Shares in Longfor Properties, one of China’s largest private developers, surged by more than 10% in Hong Kong trading on Wednesday, leading a broad rally in the beleaguered Chinese property sector. The stock closed at HK$12.34, its highest level in three weeks, as investors reacted to unconfirmed reports that Beijing is preparing a new package of stimulus measures aimed at stabilising the housing market.
The move came after Chinese state media hinted at further policy easing, including potential cuts to mortgage rates and relaxed home purchase restrictions in major cities. Analysts at Nomura said the market was pricing in a “more aggressive policy response” following weaker-than-expected economic data for July. The Hang Seng Property Index rose 4.2% on the day, with Country Garden Holdings and China Vanke also posting strong gains.

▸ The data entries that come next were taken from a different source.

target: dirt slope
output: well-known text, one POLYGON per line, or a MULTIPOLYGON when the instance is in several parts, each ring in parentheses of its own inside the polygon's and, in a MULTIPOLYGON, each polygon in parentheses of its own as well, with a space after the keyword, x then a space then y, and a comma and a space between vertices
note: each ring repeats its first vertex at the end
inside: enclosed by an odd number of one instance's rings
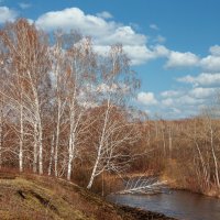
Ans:
POLYGON ((163 215, 118 207, 63 179, 0 173, 0 219, 172 220, 163 215))

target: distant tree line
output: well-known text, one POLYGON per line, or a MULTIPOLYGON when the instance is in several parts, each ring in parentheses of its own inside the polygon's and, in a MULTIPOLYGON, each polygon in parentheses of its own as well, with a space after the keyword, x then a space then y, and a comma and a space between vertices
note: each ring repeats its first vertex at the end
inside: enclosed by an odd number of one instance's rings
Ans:
POLYGON ((121 45, 100 56, 89 37, 20 19, 0 29, 0 167, 70 180, 82 166, 87 188, 128 167, 139 80, 121 45))

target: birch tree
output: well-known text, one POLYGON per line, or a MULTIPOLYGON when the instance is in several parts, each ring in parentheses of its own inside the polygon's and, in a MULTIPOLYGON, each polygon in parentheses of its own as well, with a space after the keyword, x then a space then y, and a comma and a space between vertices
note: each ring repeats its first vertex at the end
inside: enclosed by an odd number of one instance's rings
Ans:
MULTIPOLYGON (((48 45, 46 36, 30 25, 26 20, 18 20, 6 25, 1 32, 1 41, 7 51, 8 64, 12 78, 18 82, 18 96, 4 94, 20 112, 20 169, 23 169, 23 124, 24 120, 33 128, 34 162, 33 170, 43 174, 43 105, 45 105, 45 87, 50 84, 48 45)), ((16 94, 12 91, 11 94, 16 94)))
POLYGON ((91 188, 95 177, 105 170, 120 173, 128 162, 129 155, 122 148, 135 140, 129 123, 116 117, 116 109, 124 108, 138 81, 129 68, 129 59, 121 45, 111 47, 108 57, 100 67, 100 78, 97 88, 98 101, 102 103, 98 141, 95 143, 95 162, 87 188, 91 188), (125 158, 125 160, 124 160, 125 158))

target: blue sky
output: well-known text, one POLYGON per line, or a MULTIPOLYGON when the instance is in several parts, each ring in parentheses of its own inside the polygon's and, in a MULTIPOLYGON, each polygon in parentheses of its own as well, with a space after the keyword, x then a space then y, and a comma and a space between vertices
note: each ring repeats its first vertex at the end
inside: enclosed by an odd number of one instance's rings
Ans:
POLYGON ((91 35, 97 52, 122 43, 150 116, 179 119, 208 106, 220 86, 219 0, 0 0, 0 24, 24 16, 45 31, 91 35))

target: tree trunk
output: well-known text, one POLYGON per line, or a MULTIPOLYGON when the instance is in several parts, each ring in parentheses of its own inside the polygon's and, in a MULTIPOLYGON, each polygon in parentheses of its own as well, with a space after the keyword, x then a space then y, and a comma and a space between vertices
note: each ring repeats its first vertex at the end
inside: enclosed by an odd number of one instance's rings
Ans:
POLYGON ((23 172, 23 140, 24 140, 24 128, 23 128, 23 107, 20 107, 20 144, 19 144, 19 170, 23 172))
POLYGON ((50 156, 50 164, 48 164, 48 176, 52 175, 53 157, 54 157, 54 134, 52 135, 52 143, 51 143, 51 156, 50 156))

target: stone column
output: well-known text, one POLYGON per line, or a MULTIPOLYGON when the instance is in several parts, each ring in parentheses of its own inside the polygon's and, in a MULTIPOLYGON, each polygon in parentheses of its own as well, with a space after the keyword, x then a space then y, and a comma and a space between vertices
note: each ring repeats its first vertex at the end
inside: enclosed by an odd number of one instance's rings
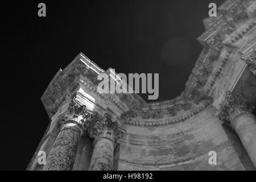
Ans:
POLYGON ((72 100, 68 108, 58 118, 60 131, 43 170, 72 170, 79 140, 92 117, 85 106, 80 106, 75 98, 72 100))
POLYGON ((244 60, 247 64, 249 70, 253 75, 256 75, 256 50, 255 48, 249 52, 247 55, 243 56, 245 57, 242 59, 244 60))
POLYGON ((217 116, 236 131, 256 167, 256 118, 251 113, 253 104, 241 95, 233 96, 227 92, 217 116))
POLYGON ((117 123, 112 122, 108 114, 88 129, 88 134, 94 140, 89 171, 113 170, 115 142, 122 133, 117 123))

For UK investors, the rally offers a glimmer of hope for those holding positions in emerging market or Asia-focused funds. However, analysts caution that the sector remains fragile, with many developers still grappling with high debt levels and weak demand. “This is a sentiment-driven bounce, not a fundamental turnaround,” said Michael Chen, an analyst at Barclays. “The underlying issues of oversupply and consumer confidence remain unresolved.”
The Chinese property sector has been in turmoil since 2021, when Beijing’s crackdown on excessive borrowing triggered a wave of defaults. Longfor itself has been seen as a relative safe haven among developers, having maintained better access to funding than many peers. Still, its shares remain down nearly 40% over the past 12 months, underscoring the scale of the sector’s challenges.
The rally also lifted broader Asian markets, with the MSCI Asia ex-Japan index rising 0.8%. UK pension funds with allocations to emerging market equities may see a modest positive impact, though exposure to Chinese property stocks is typically limited. The FTSE 100 was little changed on the day, as investors focused on domestic inflation data due later this week.